Much has been written on the ubiquitous nature of technology-based communication among today’s American teens. Joyce Strand, a youth worker on the West Side of St. Paul, pointed out that technology - beyond being used for communication - can give youth "an outlet to explore and vindicate their talents and interests."

This past school year, Joyce worked after school with 6th, 7th, and 8th graders from St. Matthew’s School as part of the Neighborhood Learning Community’s efforts to create a culture of learning in the West Side of St. Paul.

St. Matt-'s Magazine.jpg

Joyce's focus was engaging young people in creating technology-based projects through video, audio, and print media that reflect their interests.
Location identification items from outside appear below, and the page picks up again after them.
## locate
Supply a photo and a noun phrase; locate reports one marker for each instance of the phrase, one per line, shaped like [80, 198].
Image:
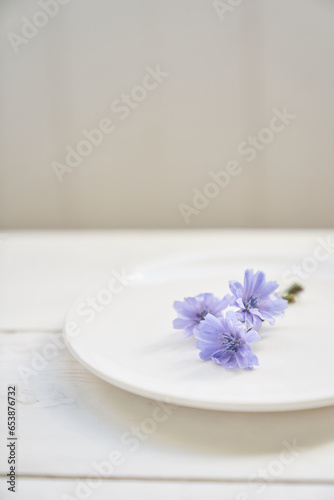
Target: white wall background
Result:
[225, 77]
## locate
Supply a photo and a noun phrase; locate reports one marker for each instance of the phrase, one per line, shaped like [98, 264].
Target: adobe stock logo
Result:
[30, 28]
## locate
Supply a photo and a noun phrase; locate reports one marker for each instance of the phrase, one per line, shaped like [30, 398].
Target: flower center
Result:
[231, 343]
[251, 302]
[202, 314]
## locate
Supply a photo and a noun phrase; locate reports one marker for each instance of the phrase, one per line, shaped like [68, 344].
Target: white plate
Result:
[131, 343]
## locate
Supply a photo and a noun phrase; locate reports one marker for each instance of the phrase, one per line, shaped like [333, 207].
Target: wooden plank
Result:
[70, 423]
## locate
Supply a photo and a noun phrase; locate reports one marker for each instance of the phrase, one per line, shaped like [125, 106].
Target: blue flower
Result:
[194, 309]
[225, 340]
[256, 300]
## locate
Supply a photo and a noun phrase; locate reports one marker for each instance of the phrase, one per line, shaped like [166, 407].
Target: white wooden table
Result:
[70, 422]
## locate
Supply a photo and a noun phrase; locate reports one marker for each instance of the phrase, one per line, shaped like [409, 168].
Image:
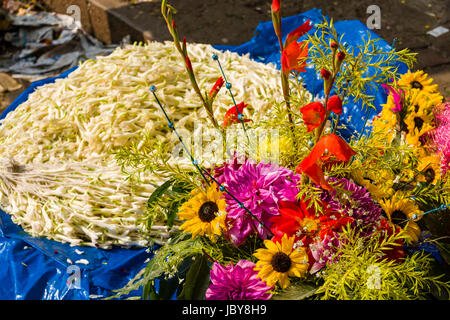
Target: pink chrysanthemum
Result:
[441, 135]
[259, 187]
[237, 282]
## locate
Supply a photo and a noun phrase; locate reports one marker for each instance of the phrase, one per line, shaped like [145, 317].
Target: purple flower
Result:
[441, 135]
[357, 204]
[398, 97]
[259, 187]
[237, 282]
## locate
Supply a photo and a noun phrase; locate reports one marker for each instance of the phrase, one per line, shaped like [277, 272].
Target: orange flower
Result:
[297, 33]
[313, 115]
[276, 6]
[188, 63]
[291, 56]
[312, 164]
[296, 219]
[335, 104]
[232, 115]
[216, 88]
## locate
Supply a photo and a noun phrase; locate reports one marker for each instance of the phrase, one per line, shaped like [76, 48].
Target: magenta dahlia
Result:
[237, 282]
[259, 186]
[441, 135]
[358, 204]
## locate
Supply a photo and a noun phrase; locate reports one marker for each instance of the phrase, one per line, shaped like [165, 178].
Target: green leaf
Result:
[297, 291]
[172, 213]
[197, 280]
[160, 191]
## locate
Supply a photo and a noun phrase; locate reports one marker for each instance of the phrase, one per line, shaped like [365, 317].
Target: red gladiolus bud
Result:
[188, 63]
[325, 74]
[335, 104]
[313, 115]
[231, 116]
[216, 88]
[276, 6]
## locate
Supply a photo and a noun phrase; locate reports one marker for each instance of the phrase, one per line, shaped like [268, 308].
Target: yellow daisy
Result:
[403, 212]
[386, 123]
[417, 120]
[417, 81]
[416, 136]
[423, 102]
[430, 169]
[204, 213]
[280, 261]
[379, 187]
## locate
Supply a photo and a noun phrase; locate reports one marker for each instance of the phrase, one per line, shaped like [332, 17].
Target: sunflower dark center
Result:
[281, 262]
[207, 211]
[429, 175]
[418, 122]
[416, 85]
[398, 217]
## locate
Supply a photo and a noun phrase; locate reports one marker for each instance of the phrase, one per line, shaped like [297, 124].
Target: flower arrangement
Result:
[334, 218]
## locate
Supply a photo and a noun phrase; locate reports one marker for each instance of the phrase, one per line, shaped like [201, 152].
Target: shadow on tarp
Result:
[36, 268]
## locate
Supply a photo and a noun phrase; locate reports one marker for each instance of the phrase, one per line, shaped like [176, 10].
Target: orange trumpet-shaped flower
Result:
[232, 115]
[276, 6]
[313, 115]
[293, 57]
[330, 145]
[297, 33]
[335, 104]
[216, 88]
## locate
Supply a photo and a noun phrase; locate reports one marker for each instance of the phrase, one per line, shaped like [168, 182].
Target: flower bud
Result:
[335, 104]
[325, 74]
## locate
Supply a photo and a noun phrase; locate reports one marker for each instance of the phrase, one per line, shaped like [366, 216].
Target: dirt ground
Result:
[234, 21]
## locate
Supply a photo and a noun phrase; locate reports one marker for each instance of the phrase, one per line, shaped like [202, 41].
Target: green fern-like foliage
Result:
[166, 263]
[362, 273]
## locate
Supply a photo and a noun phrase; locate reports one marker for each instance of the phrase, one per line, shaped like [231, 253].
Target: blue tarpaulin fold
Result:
[38, 268]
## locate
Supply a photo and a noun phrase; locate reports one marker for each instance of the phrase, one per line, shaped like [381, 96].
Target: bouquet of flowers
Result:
[326, 217]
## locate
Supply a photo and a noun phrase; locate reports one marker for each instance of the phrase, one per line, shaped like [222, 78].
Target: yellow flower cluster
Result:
[412, 124]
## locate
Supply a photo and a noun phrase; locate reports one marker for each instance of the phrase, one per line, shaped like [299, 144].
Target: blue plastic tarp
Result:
[37, 268]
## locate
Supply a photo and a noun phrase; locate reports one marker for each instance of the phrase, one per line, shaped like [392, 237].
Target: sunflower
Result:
[204, 213]
[280, 261]
[417, 80]
[418, 136]
[430, 169]
[403, 212]
[385, 124]
[378, 183]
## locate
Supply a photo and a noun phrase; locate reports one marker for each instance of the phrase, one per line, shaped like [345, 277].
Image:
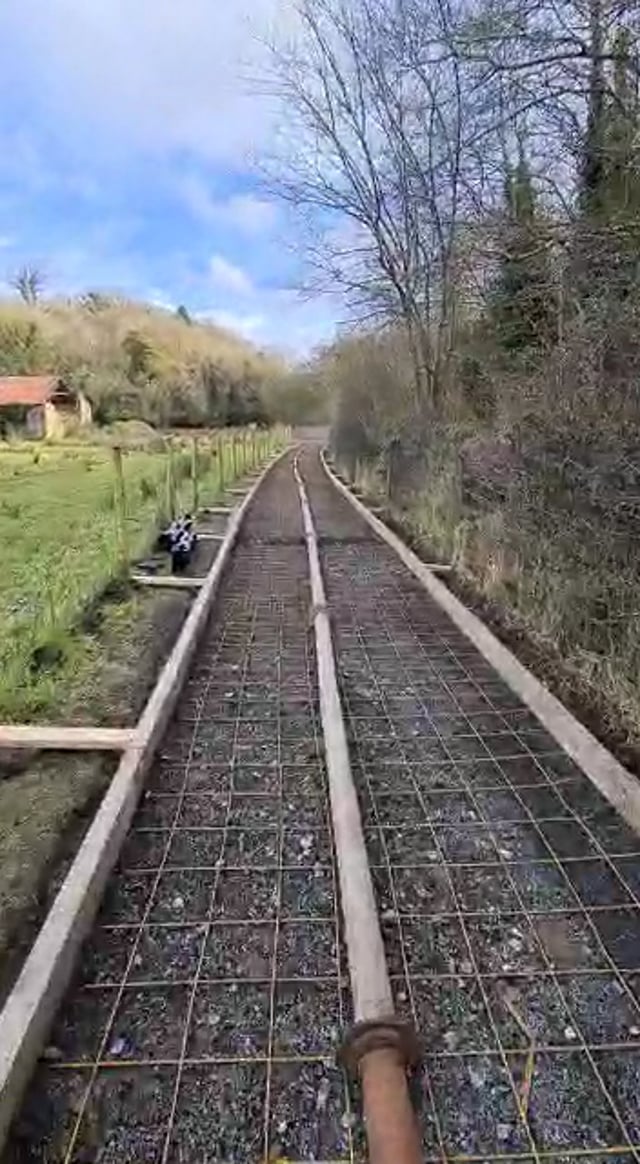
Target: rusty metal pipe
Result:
[379, 1048]
[391, 1126]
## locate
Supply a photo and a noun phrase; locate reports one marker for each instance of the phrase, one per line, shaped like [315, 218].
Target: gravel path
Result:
[212, 993]
[509, 888]
[211, 996]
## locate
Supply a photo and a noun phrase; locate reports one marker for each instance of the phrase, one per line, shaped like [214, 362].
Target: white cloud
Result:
[229, 277]
[149, 75]
[244, 213]
[251, 327]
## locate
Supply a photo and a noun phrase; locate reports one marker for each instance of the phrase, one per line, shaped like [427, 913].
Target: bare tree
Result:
[29, 282]
[378, 153]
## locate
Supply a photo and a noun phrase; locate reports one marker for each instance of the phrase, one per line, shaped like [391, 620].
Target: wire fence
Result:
[73, 519]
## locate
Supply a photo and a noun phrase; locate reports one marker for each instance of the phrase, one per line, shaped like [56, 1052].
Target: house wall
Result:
[55, 426]
[61, 421]
[35, 421]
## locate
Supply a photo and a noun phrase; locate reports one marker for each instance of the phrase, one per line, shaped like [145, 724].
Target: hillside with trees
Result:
[475, 170]
[139, 362]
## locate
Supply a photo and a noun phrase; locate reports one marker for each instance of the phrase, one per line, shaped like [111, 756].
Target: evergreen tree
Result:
[608, 234]
[521, 307]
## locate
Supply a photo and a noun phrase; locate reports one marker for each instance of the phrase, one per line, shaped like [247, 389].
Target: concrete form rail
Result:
[29, 1009]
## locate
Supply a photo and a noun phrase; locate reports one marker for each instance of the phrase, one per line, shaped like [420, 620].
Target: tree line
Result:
[470, 171]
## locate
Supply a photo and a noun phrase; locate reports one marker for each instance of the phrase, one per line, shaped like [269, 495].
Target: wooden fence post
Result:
[194, 473]
[220, 462]
[234, 453]
[170, 481]
[120, 499]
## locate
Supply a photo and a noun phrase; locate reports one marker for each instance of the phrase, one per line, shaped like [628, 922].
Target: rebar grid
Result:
[509, 887]
[212, 995]
[513, 931]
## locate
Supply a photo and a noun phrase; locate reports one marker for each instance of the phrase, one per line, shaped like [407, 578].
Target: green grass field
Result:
[63, 540]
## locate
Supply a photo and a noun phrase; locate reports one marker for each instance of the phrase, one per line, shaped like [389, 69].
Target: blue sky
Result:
[132, 139]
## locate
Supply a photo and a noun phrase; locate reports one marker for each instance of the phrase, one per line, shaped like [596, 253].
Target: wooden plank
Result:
[168, 581]
[49, 737]
[612, 780]
[30, 1007]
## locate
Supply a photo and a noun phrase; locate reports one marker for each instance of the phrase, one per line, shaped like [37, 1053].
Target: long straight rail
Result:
[620, 788]
[379, 1045]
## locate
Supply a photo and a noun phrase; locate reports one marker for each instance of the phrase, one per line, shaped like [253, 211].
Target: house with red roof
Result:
[42, 406]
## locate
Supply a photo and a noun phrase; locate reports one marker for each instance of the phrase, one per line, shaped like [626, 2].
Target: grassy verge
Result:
[113, 652]
[68, 531]
[535, 584]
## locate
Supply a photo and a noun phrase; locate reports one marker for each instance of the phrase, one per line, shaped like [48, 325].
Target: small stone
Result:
[52, 1054]
[322, 1095]
[477, 1078]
One of the pieces the St. Matthew's students created is a magazine called “The Teen Scene: Where Kids Go After-School." Pages from the magazine featured video games they liked (Medal of Honor and Guitar Hero), what happened in Homework Help or Technology Club, how to be a good dog owner, the process of making a video, and their ratings of TV shows and movies. Seventh grader Alexis Kramer explained "we are making all different things that we love and are putting them into a magazine."

Participation in a project of this type recognizes the capacities of young people to create something of value, not just for them, but also for their community. Each page took time to brainstorm, photograph, write, and create, and resulted in something tangible, reflective of themselves and their interests, to share with family and friends.

Involvement with the magazine also builds and enhances important public skills, including the ability to work collaboratively, compromise and lead. "Besides learning the process of making a magazine," Joyce pointed out, "they learned they had to work with each other." Indeed, many of the youth that worked on the project have chosen this summer to be part of the West Side Youth Guides, a program that engages middle school-aged youth as mentors of younger residents of the neighborhood.

"It's exciting to [watch] the growth of this group of young people as they begin to see themselves as leaders...on the West Side," Joyce concluded.

Joyce Strand is an AmeriCorps member at the Neighborhood Learning Community through C-TEP, the Community Technology Empowerment Project, which helps low-income youth and adults use technology to better access social, civic, educational and economic opportunities. Joyce carries out technology-based projects with youth in sites throughout the West Side. She worked on projects throughout the school year, and she will be returning for a second year in the fall.